This is the third post in a blog series attempting to explore the key premises that guided my choices while teaching literature and the resulting consequences for my classroom.
Three: Students need to practice being literary critics themselves.
Ultimately, students sitting for the Cambridge A Levels will need to take a stance on a text and defend it within an hour. By the end of the year, they need to know each text well, but they also need to be practiced in taking a stance and proving it in a critical essay. Practice, then, is something I try to create as many opportunities for as possible.
As a result, I prioritise giving each student as many chances as possible to practice thinking – to assert her own opinion, interpretation, and analysis.
- I give students final essay prompts when introducing the text. This is another practice that I borrowed from the late Peter Awn. As a student in his class, I found it much less mystifying to read through a text with my potential topics in mind. I also find this practice much more consistent with the expectations of postgraduate research and argument. Students receive a set of essay topic options when they first encounter a novel, and some time is taken out weekly for students to deconstruct the questions, identify relevant evidence, brainstorm possible thesis statements, and work on their essays with peer or teacher feedback.
- In students’ first pass at a text, we provide many model answers with other texts before asking students to attempt a close reading of the text. Last year, for example, students engaged with the opening paragraphs of several previous set texts for the Cambridge A Level literature exam. They then looked at model student close readings (from textbooks and online, as our students have yet to sit for the exam) and reflected on what other students noticed that they need to keep in mind or remind themselves to look for. Then, we re-read the opening paragraphs of our chosen text for the unit, in this case, Andrea Levy’s Small Island and worked in small groups to do a close reading. My hope was that this gave students models and criteria with which to engage in their work, while still ensuring that they looked at our class text without the voices of models encroaching on their ability to authentically and rigorously form their own opinions.
- My students study a text at least twice. The first time, through a unit largely focused on shared reading, literal comprehension, and conversations around big-picture topics such as theme, symbolism, and characterisation. Students then revisit the text 6-12 months later, either at the end of the same academic year or the beginning of the next one. In this second unit, they engage in a faster re-read of the text before diving into the minute: this is where they read literary criticism on the text. Here, we study genre, literary devices, and diction. This second unit is where most of the skill of literary analysis is taught, once students know plot, character, and overall structure well.

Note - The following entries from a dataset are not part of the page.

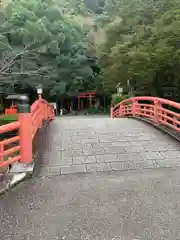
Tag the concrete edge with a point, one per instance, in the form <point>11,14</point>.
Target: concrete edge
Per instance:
<point>162,128</point>
<point>18,173</point>
<point>11,180</point>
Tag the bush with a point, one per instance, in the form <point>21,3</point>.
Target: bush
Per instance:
<point>117,99</point>
<point>9,118</point>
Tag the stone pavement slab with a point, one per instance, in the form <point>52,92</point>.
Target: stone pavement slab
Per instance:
<point>120,205</point>
<point>81,143</point>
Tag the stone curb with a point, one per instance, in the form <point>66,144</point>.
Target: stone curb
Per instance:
<point>18,173</point>
<point>11,180</point>
<point>175,135</point>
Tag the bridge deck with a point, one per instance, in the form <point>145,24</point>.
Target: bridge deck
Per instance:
<point>91,144</point>
<point>121,205</point>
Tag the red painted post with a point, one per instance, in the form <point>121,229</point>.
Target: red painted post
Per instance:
<point>1,152</point>
<point>111,111</point>
<point>25,133</point>
<point>157,111</point>
<point>134,105</point>
<point>52,114</point>
<point>120,110</point>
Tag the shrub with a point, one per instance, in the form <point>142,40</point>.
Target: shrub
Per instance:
<point>117,99</point>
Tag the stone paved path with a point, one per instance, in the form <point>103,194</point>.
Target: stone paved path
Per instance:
<point>96,144</point>
<point>138,204</point>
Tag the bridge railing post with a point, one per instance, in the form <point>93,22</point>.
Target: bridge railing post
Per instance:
<point>111,110</point>
<point>157,111</point>
<point>25,133</point>
<point>134,107</point>
<point>121,110</point>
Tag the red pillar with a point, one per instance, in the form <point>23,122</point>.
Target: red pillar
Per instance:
<point>25,133</point>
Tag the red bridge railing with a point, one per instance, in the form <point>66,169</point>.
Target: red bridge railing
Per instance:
<point>26,127</point>
<point>159,110</point>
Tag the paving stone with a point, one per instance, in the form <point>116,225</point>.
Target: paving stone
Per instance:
<point>121,166</point>
<point>129,157</point>
<point>166,163</point>
<point>51,170</point>
<point>107,158</point>
<point>98,167</point>
<point>61,161</point>
<point>171,154</point>
<point>93,152</point>
<point>121,144</point>
<point>73,169</point>
<point>78,160</point>
<point>135,149</point>
<point>115,150</point>
<point>82,146</point>
<point>90,159</point>
<point>73,143</point>
<point>146,164</point>
<point>151,155</point>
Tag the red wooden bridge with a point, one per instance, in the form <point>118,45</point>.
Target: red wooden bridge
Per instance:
<point>129,182</point>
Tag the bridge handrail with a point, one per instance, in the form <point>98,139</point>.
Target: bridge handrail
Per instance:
<point>26,127</point>
<point>154,110</point>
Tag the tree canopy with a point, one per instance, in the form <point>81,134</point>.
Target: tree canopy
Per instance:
<point>143,48</point>
<point>40,42</point>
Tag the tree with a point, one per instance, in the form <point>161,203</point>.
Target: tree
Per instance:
<point>41,43</point>
<point>143,48</point>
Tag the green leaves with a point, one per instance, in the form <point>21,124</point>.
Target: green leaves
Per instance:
<point>143,46</point>
<point>41,42</point>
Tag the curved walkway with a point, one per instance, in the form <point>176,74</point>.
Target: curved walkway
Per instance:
<point>95,144</point>
<point>113,205</point>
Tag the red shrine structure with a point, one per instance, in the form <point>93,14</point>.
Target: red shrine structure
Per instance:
<point>89,95</point>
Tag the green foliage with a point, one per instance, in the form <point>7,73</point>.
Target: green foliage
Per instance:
<point>143,48</point>
<point>117,99</point>
<point>40,42</point>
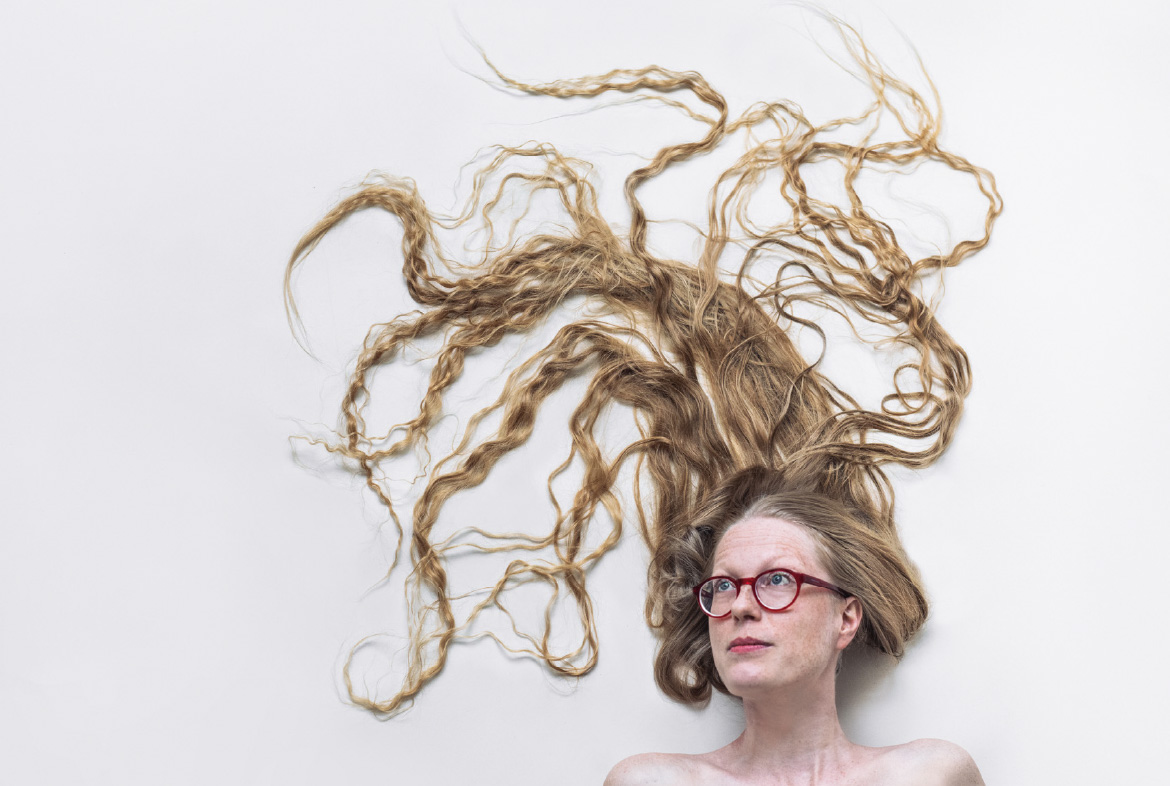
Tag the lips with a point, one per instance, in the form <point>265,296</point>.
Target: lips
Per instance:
<point>747,645</point>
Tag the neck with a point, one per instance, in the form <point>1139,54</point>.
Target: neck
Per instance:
<point>792,733</point>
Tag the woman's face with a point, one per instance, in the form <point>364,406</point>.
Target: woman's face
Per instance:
<point>756,649</point>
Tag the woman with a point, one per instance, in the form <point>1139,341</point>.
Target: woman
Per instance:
<point>761,598</point>
<point>703,352</point>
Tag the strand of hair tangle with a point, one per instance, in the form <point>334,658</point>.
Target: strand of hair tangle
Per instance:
<point>703,351</point>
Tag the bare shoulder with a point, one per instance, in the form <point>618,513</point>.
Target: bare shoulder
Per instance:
<point>931,763</point>
<point>651,769</point>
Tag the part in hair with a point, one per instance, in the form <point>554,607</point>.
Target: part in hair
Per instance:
<point>699,349</point>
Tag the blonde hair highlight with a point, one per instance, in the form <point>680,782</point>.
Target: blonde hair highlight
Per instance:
<point>703,358</point>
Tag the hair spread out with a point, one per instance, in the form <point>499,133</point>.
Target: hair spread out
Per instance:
<point>702,351</point>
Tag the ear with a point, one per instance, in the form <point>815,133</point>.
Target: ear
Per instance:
<point>851,620</point>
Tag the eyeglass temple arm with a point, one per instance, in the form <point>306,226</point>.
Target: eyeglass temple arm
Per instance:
<point>826,585</point>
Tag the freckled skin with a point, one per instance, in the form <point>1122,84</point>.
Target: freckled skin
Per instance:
<point>802,638</point>
<point>792,736</point>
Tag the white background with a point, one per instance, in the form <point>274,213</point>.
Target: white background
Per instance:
<point>177,592</point>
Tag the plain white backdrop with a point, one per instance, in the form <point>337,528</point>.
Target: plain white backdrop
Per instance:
<point>177,591</point>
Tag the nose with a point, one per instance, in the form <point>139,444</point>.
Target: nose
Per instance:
<point>745,605</point>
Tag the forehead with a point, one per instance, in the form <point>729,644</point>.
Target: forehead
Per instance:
<point>763,542</point>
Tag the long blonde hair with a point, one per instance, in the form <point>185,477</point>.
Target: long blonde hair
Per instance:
<point>699,349</point>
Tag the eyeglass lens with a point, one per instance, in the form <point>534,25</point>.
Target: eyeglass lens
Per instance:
<point>775,590</point>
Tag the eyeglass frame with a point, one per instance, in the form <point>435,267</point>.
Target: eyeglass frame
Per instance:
<point>802,579</point>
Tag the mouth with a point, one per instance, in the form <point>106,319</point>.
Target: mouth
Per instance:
<point>747,645</point>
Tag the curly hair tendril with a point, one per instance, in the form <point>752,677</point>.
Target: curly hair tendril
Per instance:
<point>724,400</point>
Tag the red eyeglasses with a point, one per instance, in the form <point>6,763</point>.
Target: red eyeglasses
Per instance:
<point>775,591</point>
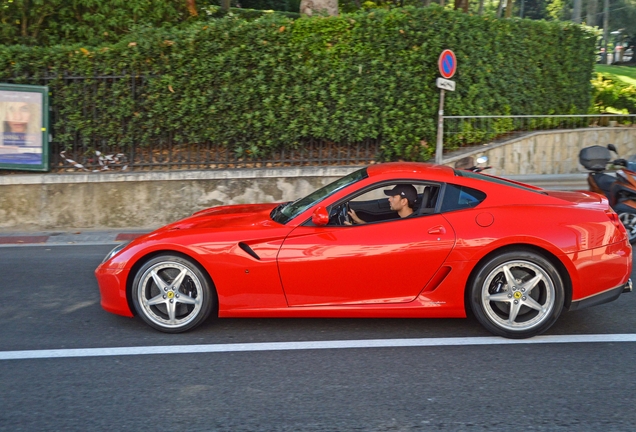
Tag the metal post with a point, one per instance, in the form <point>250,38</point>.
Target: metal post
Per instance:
<point>440,129</point>
<point>605,30</point>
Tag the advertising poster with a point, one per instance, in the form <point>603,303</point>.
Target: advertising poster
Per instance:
<point>24,127</point>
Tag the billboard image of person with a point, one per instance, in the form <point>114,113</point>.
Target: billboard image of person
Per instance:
<point>21,129</point>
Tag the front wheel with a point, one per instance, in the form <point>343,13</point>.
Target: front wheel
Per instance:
<point>517,294</point>
<point>172,294</point>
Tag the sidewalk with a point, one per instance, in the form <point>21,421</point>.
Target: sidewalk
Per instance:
<point>57,238</point>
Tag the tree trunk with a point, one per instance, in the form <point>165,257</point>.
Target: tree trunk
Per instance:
<point>576,12</point>
<point>592,7</point>
<point>462,4</point>
<point>192,7</point>
<point>317,7</point>
<point>508,8</point>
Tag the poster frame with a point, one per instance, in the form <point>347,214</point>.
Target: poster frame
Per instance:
<point>45,132</point>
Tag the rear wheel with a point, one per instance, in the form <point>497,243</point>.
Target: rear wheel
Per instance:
<point>172,294</point>
<point>517,294</point>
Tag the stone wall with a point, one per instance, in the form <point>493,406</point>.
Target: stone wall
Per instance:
<point>549,152</point>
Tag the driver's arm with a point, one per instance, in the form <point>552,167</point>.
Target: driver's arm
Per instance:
<point>354,217</point>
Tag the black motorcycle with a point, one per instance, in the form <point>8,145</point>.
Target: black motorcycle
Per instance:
<point>620,190</point>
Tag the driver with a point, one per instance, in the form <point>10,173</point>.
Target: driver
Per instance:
<point>402,199</point>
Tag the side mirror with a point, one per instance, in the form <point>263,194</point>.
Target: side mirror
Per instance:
<point>320,216</point>
<point>482,159</point>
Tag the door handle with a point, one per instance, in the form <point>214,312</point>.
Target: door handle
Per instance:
<point>437,230</point>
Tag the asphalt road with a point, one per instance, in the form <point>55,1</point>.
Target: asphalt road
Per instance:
<point>49,300</point>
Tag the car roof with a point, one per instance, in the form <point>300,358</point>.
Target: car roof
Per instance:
<point>436,172</point>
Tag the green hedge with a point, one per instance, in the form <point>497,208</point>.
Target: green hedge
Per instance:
<point>276,81</point>
<point>613,95</point>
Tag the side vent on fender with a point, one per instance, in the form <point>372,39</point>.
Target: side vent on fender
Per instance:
<point>249,250</point>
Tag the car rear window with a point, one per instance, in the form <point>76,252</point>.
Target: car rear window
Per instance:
<point>498,180</point>
<point>460,197</point>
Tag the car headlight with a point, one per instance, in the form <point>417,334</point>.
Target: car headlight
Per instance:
<point>114,252</point>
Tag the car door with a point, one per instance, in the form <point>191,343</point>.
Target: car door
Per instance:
<point>382,262</point>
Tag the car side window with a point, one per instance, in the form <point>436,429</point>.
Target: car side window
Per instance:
<point>460,197</point>
<point>373,204</point>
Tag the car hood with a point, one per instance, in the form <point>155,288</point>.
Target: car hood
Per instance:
<point>244,216</point>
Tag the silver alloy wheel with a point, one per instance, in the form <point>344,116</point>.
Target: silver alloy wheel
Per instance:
<point>518,295</point>
<point>170,294</point>
<point>629,221</point>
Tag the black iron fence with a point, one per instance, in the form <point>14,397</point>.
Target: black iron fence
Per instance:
<point>96,137</point>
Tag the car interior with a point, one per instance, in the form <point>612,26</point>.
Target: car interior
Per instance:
<point>373,206</point>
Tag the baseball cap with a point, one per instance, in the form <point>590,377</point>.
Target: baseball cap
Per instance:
<point>405,191</point>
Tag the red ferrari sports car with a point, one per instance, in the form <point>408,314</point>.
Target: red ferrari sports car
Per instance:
<point>389,240</point>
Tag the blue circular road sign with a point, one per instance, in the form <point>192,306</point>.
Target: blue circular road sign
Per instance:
<point>447,64</point>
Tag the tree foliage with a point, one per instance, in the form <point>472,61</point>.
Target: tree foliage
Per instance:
<point>276,81</point>
<point>50,22</point>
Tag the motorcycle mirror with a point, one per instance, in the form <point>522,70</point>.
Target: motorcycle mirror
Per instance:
<point>482,159</point>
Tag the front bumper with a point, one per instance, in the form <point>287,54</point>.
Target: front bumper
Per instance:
<point>604,297</point>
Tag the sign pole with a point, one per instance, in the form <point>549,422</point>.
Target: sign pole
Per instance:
<point>447,64</point>
<point>440,129</point>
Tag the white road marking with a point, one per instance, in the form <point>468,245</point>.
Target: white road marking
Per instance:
<point>289,346</point>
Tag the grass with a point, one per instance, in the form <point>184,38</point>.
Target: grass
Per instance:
<point>625,73</point>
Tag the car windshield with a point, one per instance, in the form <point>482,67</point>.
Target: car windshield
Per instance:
<point>285,212</point>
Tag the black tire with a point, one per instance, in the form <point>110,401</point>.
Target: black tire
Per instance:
<point>172,294</point>
<point>517,294</point>
<point>629,222</point>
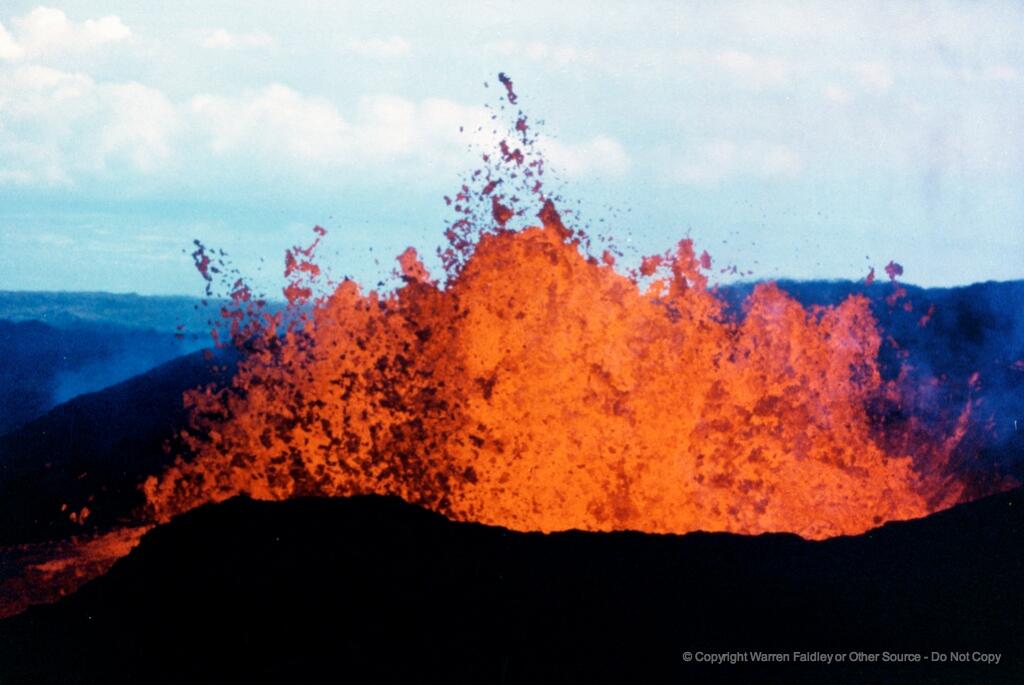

- To maximise student practice while being conscious of my own grading capacity, I administer thesis quizzes. Thesis quizzes are short formative assessments where I ask students an exam-aligned critical essay question (often past paper questions, if I have enough) and ask students, in 20 minutes or less, to identify the most relevant quotations from the text and come up with a specific and arguable thesis statement. At the end of quiz time, I most often choose to workshop a few thesis statements on the board, with students gathering around to discuss and debate whether a peer’s proposed argument is consistent with the Cambridge rubric. On rarer occasions, I will collect responses and grade them, but my experience has been that immediate engagement with possible arguments is more effective.
- I ask students to create a study guide of their chosen text in small groups. Often, student practice is in the form of graded essays, tests, and quizzes. But I also believe that lowering the stakes of student practice makes it easier for students to take intellectual risks in the classroom, which ultimately, is a crucial prerequisite to rigorous learning. The study guide assignment is usually accompanied by several different examples of authentic guides (SparkNotes and LitCharts make their way into my classroom on this day only) and a discussion on what is or isn’t useful about these resources. Instead of grading these guides, I ask students to use these guides in open-book practice exams with an old essay question, and then write a reflection on the ways the guide was or wasn’t helpful to them in an exam setting. Students then use these reflections to go back to their groups and tweak these study guides to better suit them. As a result, these study guides are usually extremely rigorous without a grade being attached to them at all. One group, studying E.M. Forster’s Howards End, re-read the entire book through the lens of each major character and theme, coming up with long lists of quotations that were organised by potential essay question. Another group included 3-4 close readings of pivotal passages – essentially writing their own practice essays unprompted.